On Wednesday, the state Senate Health Committee approved a bill (SB 1072) that would require screening of newborns for two lysosomal storage diseases, including Krabbe disease, the Ventura County Star reports.
The bill now goes to the Senate Appropriations Committee.
Background on Disease
Krabbe disease is a nervous system disorder that affects about one in 100,000 infants. It can be effectively treated with stem cell transplantation if it is diagnosed before symptoms develop.
California hospitals already collect blood samples from newborns to test for several preventable congenital disorders.
Sen. Tony Strickland (R-Moorpark), who authored the bill, initially sought to mandate testing for six lysosomal diseases. However, he agreed to limit the requirement to two diseases and include a provision that would require the law to be renewed in 2018.
Strickland said, "I think parents deserve all the information they can possibly get," adding, "If you identify the disease at birth, you can change the quality of life for these children."
Opposition to Bill
Some public health experts have expressed reservations about the bill, saying too little is known about Krabbe disease and the effectiveness of stem cell therapy as a treatment.

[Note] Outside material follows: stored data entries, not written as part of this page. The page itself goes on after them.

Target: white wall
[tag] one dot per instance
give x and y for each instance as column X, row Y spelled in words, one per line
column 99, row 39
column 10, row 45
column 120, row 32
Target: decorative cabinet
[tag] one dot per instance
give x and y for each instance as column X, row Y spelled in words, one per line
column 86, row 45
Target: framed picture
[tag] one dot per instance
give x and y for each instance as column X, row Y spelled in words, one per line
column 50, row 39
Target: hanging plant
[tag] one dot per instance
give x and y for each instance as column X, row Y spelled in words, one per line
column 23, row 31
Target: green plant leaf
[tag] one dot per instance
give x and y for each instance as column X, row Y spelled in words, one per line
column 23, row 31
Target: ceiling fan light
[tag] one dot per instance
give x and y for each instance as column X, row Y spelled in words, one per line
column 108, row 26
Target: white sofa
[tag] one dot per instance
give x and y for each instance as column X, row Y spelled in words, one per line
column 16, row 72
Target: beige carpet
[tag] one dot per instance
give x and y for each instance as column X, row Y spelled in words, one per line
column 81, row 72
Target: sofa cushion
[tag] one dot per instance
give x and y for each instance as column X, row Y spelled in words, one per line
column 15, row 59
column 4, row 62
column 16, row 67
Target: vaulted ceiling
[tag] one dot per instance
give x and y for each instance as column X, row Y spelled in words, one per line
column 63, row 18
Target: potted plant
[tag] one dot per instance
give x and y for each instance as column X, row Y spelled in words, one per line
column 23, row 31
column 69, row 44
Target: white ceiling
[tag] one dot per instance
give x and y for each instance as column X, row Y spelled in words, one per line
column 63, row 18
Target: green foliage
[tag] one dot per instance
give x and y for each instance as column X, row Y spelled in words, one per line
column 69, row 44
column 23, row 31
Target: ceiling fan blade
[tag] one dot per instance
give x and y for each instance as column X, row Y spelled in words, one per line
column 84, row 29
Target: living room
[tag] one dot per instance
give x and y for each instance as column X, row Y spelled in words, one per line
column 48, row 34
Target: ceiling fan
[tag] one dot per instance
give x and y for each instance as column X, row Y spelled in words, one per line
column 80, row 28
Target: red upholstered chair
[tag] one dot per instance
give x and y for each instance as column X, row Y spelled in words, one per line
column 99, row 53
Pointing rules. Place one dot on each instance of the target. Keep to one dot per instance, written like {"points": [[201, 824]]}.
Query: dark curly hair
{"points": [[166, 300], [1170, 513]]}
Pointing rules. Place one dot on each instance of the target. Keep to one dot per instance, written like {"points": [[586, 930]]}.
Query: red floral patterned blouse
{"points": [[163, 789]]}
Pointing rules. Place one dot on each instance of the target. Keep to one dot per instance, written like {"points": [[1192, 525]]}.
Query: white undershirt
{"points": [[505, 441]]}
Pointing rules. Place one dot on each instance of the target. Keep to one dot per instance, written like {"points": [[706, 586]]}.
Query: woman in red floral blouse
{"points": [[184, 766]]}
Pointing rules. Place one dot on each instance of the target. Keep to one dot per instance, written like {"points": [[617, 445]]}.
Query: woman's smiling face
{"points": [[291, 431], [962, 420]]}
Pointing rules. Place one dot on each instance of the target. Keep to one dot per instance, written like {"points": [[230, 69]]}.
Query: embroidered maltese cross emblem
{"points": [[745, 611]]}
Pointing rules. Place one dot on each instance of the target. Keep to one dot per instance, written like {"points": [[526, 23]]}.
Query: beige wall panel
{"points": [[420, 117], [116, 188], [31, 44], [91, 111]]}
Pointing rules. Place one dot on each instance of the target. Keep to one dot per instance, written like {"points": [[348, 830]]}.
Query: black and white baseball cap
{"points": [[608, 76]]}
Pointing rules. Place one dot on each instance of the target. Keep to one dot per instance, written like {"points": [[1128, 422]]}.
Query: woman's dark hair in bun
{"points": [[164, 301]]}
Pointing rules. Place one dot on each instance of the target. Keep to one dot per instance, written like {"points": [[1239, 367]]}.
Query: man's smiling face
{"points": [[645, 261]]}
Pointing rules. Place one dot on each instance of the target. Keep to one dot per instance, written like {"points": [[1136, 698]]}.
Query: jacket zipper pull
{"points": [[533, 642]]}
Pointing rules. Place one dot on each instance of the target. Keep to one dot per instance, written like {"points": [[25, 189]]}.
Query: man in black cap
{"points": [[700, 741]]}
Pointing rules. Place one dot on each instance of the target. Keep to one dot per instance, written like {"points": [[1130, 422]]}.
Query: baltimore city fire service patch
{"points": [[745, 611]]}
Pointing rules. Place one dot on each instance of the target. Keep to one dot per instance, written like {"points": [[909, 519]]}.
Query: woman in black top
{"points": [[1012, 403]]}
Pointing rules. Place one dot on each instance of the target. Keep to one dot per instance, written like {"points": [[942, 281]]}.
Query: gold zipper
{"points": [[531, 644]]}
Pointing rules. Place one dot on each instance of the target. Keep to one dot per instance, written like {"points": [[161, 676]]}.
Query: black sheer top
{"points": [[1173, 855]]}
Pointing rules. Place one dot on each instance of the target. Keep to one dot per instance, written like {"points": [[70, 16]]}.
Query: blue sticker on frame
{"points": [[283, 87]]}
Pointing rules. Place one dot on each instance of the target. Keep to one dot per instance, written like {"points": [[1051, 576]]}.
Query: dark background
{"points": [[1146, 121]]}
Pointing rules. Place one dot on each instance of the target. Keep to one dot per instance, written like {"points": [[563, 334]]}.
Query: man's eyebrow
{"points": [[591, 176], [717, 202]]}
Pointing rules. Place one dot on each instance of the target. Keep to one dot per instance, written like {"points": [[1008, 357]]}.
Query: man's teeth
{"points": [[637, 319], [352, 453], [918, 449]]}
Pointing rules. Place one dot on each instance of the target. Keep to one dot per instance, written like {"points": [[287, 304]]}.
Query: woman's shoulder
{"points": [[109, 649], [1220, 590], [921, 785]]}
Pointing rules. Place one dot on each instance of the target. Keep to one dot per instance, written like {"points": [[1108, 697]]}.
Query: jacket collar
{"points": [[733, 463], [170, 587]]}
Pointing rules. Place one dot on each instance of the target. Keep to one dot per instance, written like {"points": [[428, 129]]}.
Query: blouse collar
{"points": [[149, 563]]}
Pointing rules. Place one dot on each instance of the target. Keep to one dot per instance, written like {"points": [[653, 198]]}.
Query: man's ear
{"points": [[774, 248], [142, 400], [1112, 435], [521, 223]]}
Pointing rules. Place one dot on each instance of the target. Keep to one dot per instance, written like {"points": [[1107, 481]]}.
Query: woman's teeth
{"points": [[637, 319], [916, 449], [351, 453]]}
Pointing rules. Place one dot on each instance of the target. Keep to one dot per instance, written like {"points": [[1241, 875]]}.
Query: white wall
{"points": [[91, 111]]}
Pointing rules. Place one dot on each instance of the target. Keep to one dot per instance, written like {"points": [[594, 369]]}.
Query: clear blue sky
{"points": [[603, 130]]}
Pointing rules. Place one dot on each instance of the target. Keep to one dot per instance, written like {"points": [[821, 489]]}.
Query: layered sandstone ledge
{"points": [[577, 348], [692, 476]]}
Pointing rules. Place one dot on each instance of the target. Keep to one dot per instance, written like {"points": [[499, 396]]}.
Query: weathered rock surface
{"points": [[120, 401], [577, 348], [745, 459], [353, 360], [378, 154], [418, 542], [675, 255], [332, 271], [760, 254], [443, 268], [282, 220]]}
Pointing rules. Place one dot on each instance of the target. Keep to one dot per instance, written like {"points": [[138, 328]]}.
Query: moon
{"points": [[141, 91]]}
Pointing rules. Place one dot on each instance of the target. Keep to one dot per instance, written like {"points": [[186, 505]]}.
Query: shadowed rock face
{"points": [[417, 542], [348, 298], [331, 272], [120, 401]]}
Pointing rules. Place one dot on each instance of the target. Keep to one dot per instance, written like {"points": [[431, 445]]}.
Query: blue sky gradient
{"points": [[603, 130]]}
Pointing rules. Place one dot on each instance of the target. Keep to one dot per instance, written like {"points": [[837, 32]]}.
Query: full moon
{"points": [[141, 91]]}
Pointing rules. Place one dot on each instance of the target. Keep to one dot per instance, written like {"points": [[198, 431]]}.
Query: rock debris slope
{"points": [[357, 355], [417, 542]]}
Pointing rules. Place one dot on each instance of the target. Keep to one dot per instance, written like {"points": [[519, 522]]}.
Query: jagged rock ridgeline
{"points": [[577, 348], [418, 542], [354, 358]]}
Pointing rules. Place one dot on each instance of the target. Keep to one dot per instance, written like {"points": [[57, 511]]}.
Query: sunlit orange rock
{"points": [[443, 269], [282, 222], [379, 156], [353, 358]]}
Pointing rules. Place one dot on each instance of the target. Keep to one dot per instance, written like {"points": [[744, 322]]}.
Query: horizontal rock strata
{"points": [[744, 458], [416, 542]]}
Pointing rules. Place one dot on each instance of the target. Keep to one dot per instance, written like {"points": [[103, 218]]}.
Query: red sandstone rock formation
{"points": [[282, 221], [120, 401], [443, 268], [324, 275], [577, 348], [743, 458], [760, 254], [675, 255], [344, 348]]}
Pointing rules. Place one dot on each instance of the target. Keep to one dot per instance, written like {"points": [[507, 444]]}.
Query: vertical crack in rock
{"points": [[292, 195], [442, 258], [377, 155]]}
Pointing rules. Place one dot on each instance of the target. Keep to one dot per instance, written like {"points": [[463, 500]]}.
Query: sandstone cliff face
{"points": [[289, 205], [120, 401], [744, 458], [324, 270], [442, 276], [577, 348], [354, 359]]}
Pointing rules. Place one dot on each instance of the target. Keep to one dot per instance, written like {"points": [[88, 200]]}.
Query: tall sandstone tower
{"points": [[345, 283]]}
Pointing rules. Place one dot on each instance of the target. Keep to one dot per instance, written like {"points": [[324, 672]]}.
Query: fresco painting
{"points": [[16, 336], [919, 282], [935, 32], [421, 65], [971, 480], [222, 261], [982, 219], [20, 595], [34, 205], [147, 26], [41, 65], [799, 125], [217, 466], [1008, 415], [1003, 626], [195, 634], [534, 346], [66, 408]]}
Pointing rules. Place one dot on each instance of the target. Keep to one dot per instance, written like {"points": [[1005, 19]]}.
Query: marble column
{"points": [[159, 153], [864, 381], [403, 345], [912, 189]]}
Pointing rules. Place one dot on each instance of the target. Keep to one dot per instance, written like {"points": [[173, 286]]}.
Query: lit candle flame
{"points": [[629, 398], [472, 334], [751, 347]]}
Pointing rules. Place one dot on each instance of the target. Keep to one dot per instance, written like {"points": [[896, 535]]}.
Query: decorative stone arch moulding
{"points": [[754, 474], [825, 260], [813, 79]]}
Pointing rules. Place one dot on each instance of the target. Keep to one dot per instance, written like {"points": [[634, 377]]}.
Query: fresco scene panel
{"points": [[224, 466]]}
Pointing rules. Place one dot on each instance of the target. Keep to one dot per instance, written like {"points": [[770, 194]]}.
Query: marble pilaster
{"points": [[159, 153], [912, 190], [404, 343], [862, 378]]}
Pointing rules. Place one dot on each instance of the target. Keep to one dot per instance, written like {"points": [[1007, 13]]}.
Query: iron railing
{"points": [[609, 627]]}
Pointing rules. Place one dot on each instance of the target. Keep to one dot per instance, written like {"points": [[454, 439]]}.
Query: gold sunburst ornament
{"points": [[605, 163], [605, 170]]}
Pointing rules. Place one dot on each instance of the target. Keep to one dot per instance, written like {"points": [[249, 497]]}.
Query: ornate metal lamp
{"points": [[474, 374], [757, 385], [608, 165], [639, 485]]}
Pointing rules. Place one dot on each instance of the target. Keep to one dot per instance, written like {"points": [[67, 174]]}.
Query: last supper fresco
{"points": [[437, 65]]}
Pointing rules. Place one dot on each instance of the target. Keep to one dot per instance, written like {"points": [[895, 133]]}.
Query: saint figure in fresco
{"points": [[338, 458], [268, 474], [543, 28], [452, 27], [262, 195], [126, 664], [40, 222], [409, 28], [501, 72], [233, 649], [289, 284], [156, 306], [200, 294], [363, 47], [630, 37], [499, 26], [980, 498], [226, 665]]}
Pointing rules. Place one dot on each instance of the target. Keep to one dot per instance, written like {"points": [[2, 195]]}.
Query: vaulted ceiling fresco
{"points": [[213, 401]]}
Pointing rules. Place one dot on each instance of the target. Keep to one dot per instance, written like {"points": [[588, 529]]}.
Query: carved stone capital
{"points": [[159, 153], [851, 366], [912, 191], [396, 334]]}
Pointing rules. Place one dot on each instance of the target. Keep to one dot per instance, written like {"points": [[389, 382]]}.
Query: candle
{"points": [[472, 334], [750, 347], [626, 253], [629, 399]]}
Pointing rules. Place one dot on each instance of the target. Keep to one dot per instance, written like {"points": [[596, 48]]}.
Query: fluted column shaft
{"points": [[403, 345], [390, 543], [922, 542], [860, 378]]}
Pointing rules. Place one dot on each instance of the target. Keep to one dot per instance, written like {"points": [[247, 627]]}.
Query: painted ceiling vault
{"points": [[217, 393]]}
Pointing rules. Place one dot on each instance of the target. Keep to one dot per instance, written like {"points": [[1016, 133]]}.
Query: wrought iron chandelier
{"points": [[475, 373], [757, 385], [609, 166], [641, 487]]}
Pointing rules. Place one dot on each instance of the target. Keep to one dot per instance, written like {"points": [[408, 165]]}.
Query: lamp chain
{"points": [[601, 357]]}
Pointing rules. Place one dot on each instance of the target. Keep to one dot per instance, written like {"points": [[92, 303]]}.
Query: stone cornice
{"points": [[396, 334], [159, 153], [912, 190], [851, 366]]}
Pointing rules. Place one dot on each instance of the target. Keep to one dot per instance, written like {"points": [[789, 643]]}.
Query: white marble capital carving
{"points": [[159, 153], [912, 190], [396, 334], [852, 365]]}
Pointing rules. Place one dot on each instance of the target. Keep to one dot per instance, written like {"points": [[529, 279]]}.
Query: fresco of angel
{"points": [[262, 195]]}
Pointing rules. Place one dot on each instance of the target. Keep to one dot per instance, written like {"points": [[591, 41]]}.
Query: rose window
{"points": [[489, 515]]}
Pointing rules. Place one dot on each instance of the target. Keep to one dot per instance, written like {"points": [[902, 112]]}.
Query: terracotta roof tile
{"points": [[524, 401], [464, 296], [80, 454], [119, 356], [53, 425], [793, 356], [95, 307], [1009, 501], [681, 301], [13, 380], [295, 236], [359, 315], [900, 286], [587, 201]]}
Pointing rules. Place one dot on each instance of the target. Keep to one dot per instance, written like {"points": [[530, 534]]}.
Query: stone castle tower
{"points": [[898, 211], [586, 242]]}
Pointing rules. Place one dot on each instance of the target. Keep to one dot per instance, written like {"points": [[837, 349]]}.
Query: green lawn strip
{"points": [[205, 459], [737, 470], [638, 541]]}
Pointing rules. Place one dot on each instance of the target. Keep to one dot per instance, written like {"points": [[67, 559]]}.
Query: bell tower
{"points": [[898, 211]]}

William Wilcox -- a UCLA medical school professor and a member of the advisory board of the state newborn screening program -- testified before the health committee that testing results from infants in New York suggest that mandatory testing for Krabbe disease "would not be the best option" for California.
He said, "There's an enormous amount of work to be done to understand Krabbe disease better and to understand what the real benefits of transplantation are."
The California Hospital Association and the California Medical Association also oppose the legislation (Herdt, Ventura County Star, 4/18).